お付き合いから結婚式まで、そして結婚してから子どもを授かるまで、このとても短い期間が、夫婦が夫婦として成立していくための、大切な二人の絆プロセスである。
言い合いもあり、葛藤もあり、ときには「別れようかな」「やっぱりだめかも」と迷ったりする。
ほんのささいな、生活上の習慣で、ぶつかって成長して、他人様と一緒の「暮らし」を営んでいくことも、平凡な主婦の誰もが通る、大切な過程である。
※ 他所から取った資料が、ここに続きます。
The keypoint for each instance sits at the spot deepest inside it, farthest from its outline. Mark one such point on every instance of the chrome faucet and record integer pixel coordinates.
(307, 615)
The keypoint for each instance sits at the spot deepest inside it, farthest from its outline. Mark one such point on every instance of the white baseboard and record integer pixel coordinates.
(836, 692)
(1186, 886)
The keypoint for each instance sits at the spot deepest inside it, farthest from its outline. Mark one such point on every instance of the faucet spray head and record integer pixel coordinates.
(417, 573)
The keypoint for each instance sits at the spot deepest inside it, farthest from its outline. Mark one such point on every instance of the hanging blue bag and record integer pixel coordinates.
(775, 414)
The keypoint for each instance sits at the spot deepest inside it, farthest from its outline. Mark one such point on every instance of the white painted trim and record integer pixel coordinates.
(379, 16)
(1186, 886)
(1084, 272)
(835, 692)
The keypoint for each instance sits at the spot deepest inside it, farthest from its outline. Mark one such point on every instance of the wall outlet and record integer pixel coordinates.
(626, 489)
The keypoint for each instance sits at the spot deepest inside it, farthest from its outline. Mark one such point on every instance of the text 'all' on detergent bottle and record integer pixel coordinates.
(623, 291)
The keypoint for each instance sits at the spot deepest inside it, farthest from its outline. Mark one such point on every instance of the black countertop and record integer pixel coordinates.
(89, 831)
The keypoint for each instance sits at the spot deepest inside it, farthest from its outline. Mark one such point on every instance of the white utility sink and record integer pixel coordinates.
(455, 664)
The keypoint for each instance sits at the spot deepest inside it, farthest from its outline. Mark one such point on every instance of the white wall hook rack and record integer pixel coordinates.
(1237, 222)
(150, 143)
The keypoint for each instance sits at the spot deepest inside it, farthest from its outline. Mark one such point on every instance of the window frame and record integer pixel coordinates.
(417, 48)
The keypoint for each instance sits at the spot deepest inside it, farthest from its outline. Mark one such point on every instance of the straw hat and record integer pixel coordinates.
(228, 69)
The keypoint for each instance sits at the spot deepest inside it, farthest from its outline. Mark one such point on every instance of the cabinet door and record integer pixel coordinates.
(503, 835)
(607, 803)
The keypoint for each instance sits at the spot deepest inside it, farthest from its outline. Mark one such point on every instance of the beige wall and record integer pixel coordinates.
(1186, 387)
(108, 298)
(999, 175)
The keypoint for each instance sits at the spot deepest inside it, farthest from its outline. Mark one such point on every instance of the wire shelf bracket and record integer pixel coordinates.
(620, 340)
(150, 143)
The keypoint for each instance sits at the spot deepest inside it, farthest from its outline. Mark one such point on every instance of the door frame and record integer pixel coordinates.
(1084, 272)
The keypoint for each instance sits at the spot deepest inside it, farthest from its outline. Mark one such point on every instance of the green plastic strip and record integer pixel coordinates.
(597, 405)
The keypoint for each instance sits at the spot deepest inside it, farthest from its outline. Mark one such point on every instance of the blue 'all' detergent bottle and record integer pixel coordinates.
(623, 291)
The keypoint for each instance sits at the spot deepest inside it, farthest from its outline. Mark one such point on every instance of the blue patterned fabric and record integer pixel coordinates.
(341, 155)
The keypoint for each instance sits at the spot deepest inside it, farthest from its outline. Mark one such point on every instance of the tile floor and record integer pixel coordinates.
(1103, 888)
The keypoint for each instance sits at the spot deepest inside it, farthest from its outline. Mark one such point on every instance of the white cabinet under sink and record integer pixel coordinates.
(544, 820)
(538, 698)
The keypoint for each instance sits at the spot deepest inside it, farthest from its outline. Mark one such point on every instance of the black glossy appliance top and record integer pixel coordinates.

エンゲージブルー、マリッジブルーというのも実は、「娘」が「妻」になるための、そして、「妻」が「母」になるための、大切な期間である。
蝶に例えれば、変態、というほど、幼虫からさなぎ、蝶々にいたるまでの、劇的な変遷プロセスなのである。
そのあたりを綿密に、回を重ねて描くと、視聴者にとっても、経過が見て取れる、ぱっとみただけで夫婦と見える、素晴らしい映像が見られるはずなのだが、それがなかったのが残念だ。
花子夫婦に、生活感や夫婦らしさを見出すことができず、先週からの続きで、香澄さんを裏切って訪問した浮気亭主が、愛人と一軒家で密会しているようにしか見えない。
なんとも残念である。

そして、この週は、白蓮事件が取り上げられる。
誰もが「神回」と絶賛して振り切れた、三輪明宏さんの絶唱であった。
これから、つじつまが合わない場面が生じた際には、「愛の賛歌」を大合唱することにした。